Hazel, a third grader from Roxbury, said for “a bunch of these kids in the school, this school means a lot to them.” Ophelia, also a third grader, said “it’s really fun to be at. All the teachers are really great, and I’d be pretty bummed if this school was closed.”

“I know that this board is incredibly equity focused, and we have not applied an equity lens to this,” said Kristen Getler, board member representing Roxbury. “Our communities are in partnership, no matter where this goes.”

Williams said equity means “real access to everything that the district has to offer. And that also means an alternative thinking about how we move our smallest kids all this distance,” with the ride from the first stop in Roxbury to Montpelier taking up to an hour and a half.

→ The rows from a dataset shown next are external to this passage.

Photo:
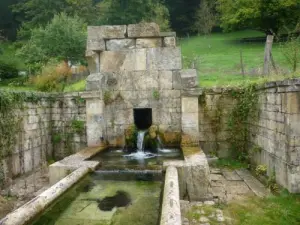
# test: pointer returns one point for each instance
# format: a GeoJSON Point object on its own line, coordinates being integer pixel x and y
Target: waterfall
{"type": "Point", "coordinates": [140, 140]}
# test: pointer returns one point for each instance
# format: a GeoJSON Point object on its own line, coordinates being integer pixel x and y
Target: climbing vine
{"type": "Point", "coordinates": [245, 110]}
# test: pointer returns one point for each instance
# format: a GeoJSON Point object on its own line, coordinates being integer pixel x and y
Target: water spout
{"type": "Point", "coordinates": [140, 140]}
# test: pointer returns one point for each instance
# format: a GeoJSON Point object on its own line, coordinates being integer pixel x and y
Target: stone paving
{"type": "Point", "coordinates": [227, 185]}
{"type": "Point", "coordinates": [24, 189]}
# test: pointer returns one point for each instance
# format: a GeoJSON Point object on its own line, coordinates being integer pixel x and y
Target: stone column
{"type": "Point", "coordinates": [190, 121]}
{"type": "Point", "coordinates": [171, 214]}
{"type": "Point", "coordinates": [94, 119]}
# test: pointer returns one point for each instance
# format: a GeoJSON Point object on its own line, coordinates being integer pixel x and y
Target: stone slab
{"type": "Point", "coordinates": [106, 32]}
{"type": "Point", "coordinates": [164, 58]}
{"type": "Point", "coordinates": [148, 42]}
{"type": "Point", "coordinates": [26, 213]}
{"type": "Point", "coordinates": [231, 175]}
{"type": "Point", "coordinates": [130, 60]}
{"type": "Point", "coordinates": [143, 30]}
{"type": "Point", "coordinates": [189, 78]}
{"type": "Point", "coordinates": [120, 44]}
{"type": "Point", "coordinates": [257, 187]}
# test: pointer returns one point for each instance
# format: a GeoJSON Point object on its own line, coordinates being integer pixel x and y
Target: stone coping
{"type": "Point", "coordinates": [26, 213]}
{"type": "Point", "coordinates": [60, 169]}
{"type": "Point", "coordinates": [171, 214]}
{"type": "Point", "coordinates": [63, 174]}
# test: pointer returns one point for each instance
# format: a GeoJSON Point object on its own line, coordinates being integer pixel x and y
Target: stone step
{"type": "Point", "coordinates": [231, 175]}
{"type": "Point", "coordinates": [257, 187]}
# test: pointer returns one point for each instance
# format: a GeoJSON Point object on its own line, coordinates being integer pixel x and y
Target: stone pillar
{"type": "Point", "coordinates": [94, 119]}
{"type": "Point", "coordinates": [189, 121]}
{"type": "Point", "coordinates": [171, 214]}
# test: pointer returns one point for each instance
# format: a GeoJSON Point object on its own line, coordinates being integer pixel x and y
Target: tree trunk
{"type": "Point", "coordinates": [268, 50]}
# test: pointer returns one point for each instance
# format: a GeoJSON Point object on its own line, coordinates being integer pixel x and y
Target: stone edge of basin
{"type": "Point", "coordinates": [62, 175]}
{"type": "Point", "coordinates": [193, 174]}
{"type": "Point", "coordinates": [36, 206]}
{"type": "Point", "coordinates": [62, 168]}
{"type": "Point", "coordinates": [170, 213]}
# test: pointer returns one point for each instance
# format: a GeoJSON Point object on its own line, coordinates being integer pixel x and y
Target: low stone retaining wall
{"type": "Point", "coordinates": [30, 210]}
{"type": "Point", "coordinates": [194, 174]}
{"type": "Point", "coordinates": [171, 214]}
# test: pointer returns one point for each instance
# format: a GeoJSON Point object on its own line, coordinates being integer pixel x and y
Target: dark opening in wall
{"type": "Point", "coordinates": [143, 118]}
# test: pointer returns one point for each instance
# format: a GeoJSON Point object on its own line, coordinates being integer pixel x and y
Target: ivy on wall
{"type": "Point", "coordinates": [245, 110]}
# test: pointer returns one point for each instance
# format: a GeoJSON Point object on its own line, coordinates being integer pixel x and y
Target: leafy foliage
{"type": "Point", "coordinates": [266, 15]}
{"type": "Point", "coordinates": [52, 77]}
{"type": "Point", "coordinates": [238, 123]}
{"type": "Point", "coordinates": [125, 12]}
{"type": "Point", "coordinates": [291, 51]}
{"type": "Point", "coordinates": [206, 17]}
{"type": "Point", "coordinates": [63, 38]}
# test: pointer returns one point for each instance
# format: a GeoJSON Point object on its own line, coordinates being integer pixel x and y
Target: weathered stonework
{"type": "Point", "coordinates": [148, 43]}
{"type": "Point", "coordinates": [139, 71]}
{"type": "Point", "coordinates": [120, 44]}
{"type": "Point", "coordinates": [143, 30]}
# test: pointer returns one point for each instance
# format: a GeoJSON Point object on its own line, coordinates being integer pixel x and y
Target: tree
{"type": "Point", "coordinates": [205, 18]}
{"type": "Point", "coordinates": [268, 16]}
{"type": "Point", "coordinates": [8, 23]}
{"type": "Point", "coordinates": [182, 15]}
{"type": "Point", "coordinates": [116, 12]}
{"type": "Point", "coordinates": [64, 38]}
{"type": "Point", "coordinates": [40, 12]}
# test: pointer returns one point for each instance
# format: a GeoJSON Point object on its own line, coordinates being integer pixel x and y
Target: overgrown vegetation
{"type": "Point", "coordinates": [53, 77]}
{"type": "Point", "coordinates": [276, 210]}
{"type": "Point", "coordinates": [244, 111]}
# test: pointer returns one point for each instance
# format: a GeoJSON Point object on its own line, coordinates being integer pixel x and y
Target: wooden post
{"type": "Point", "coordinates": [242, 63]}
{"type": "Point", "coordinates": [268, 50]}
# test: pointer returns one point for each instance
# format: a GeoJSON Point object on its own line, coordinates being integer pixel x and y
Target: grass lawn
{"type": "Point", "coordinates": [218, 57]}
{"type": "Point", "coordinates": [276, 210]}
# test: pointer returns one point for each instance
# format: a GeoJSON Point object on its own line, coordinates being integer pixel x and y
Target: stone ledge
{"type": "Point", "coordinates": [62, 168]}
{"type": "Point", "coordinates": [30, 210]}
{"type": "Point", "coordinates": [171, 214]}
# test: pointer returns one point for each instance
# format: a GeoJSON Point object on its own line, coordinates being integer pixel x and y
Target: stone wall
{"type": "Point", "coordinates": [277, 132]}
{"type": "Point", "coordinates": [215, 105]}
{"type": "Point", "coordinates": [274, 136]}
{"type": "Point", "coordinates": [43, 118]}
{"type": "Point", "coordinates": [134, 67]}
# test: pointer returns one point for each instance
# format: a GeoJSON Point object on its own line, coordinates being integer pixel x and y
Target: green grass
{"type": "Point", "coordinates": [276, 210]}
{"type": "Point", "coordinates": [78, 86]}
{"type": "Point", "coordinates": [230, 164]}
{"type": "Point", "coordinates": [218, 58]}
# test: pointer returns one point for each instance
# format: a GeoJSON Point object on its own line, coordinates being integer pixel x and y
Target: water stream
{"type": "Point", "coordinates": [140, 140]}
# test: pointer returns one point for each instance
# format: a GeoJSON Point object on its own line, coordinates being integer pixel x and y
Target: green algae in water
{"type": "Point", "coordinates": [75, 208]}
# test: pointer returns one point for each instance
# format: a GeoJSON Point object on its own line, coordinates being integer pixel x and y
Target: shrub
{"type": "Point", "coordinates": [8, 69]}
{"type": "Point", "coordinates": [52, 77]}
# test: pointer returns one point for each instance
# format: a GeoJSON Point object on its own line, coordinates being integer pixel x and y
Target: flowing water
{"type": "Point", "coordinates": [140, 140]}
{"type": "Point", "coordinates": [99, 200]}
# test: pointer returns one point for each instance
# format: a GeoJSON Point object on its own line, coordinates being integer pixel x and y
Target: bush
{"type": "Point", "coordinates": [52, 77]}
{"type": "Point", "coordinates": [8, 69]}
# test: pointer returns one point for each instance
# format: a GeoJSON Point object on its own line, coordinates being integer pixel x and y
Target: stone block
{"type": "Point", "coordinates": [176, 80]}
{"type": "Point", "coordinates": [95, 45]}
{"type": "Point", "coordinates": [148, 42]}
{"type": "Point", "coordinates": [189, 78]}
{"type": "Point", "coordinates": [165, 79]}
{"type": "Point", "coordinates": [130, 60]}
{"type": "Point", "coordinates": [120, 44]}
{"type": "Point", "coordinates": [164, 58]}
{"type": "Point", "coordinates": [143, 30]}
{"type": "Point", "coordinates": [169, 42]}
{"type": "Point", "coordinates": [106, 32]}
{"type": "Point", "coordinates": [189, 104]}
{"type": "Point", "coordinates": [93, 62]}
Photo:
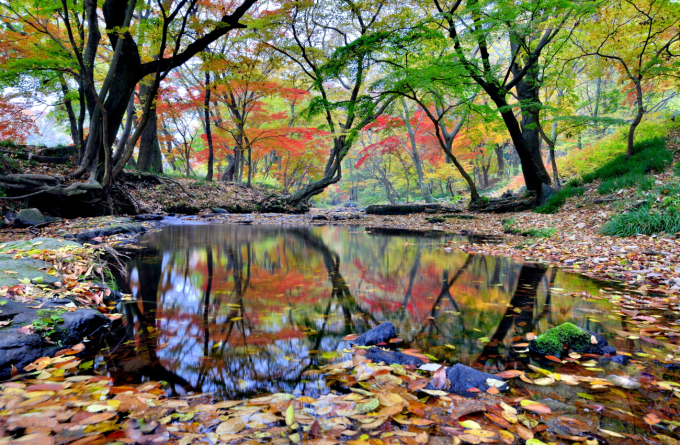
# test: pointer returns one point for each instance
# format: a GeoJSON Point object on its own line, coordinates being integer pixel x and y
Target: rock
{"type": "Point", "coordinates": [41, 244]}
{"type": "Point", "coordinates": [568, 336]}
{"type": "Point", "coordinates": [111, 227]}
{"type": "Point", "coordinates": [436, 220]}
{"type": "Point", "coordinates": [378, 355]}
{"type": "Point", "coordinates": [29, 218]}
{"type": "Point", "coordinates": [619, 359]}
{"type": "Point", "coordinates": [148, 217]}
{"type": "Point", "coordinates": [380, 334]}
{"type": "Point", "coordinates": [464, 377]}
{"type": "Point", "coordinates": [20, 349]}
{"type": "Point", "coordinates": [546, 193]}
{"type": "Point", "coordinates": [407, 209]}
{"type": "Point", "coordinates": [24, 268]}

Cuts that eliminate busing for Roxbury are “terrifying,” and a “dealbreaker,” said Bryant. Even with the current busing, “kids are coming to school hungry, they’re exhausted,” and “they’re getting dropped off three, four miles away from home, sometimes without their parents … we’ve got to figure out the busing.”

The board discussed possibly closing RVS while also increasing busing to Roxbury. Bonesteel said each additional bus costs $75,000.

“I would hope that if we don’t physically have the school here, that we would be able to provide door to door bus service,” said Remick.

Two Communities

A 14% tax rate increase from FY24 to FY25 is an estimated $420 more annually on a $300,000 home in Montpelier, and $144 more annually on a $300,000 home in Roxbury.

“I really really worry about property tax increases at this really high level,” said Caitlin Brower, a solo parent and renter in Montpelier. “It doesn’t feel feasible.”

“I think the Montpelier community wants to keep relationships between towns good,” but the current price tag is too high, said Jim Murphy, board chair. A 23% increase, as projected with the first version of the budget, was “ridiculous.”

“Give yourselves time to do this thing right, and recognize that we will partner with you,” said Bryant.

Rushing a decision “is not how Montpelier rolls,” said Cheryl Ecklund, a Montpelier resident. She asked Montpelier voters to “please think with your hearts and not with your wallets.”

Scott Lewins, board member, said he received messages from “folks who voted no, because we didn’t have a plan,” and from both towns saying “take the time, be deliberate.”

“We have been asking to hear from our community members and we are hearing from them,” said Mia Moore, vice chair. “I want to say thank you very much to every single person who wrote us a letter.” However, Moore noted that finding a final budget number that will pass with voters is “a guessing game.”

Statewide, “30% of budgets failed, so it has nothing to do with the school board. It’s everything to do with the legislature,” said Frazier.

Rep. Jay Hooper (D-Orange-Washington-Addison) attended the meeting and agreed that the budget problems in Montpelier and Roxbury originated with Act 46 and Act 127. “This indeed is all the fault of the legislature,” he said.

Speaking on Act 46 consolidation and the legislature, board member Jake Feldman said “the implicit purpose is to close small schools but they didn’t have the guts to do it, so they want us to do it. And that’s messed up.”

The next school board meeting is scheduled for March 20, 6:30 p.m.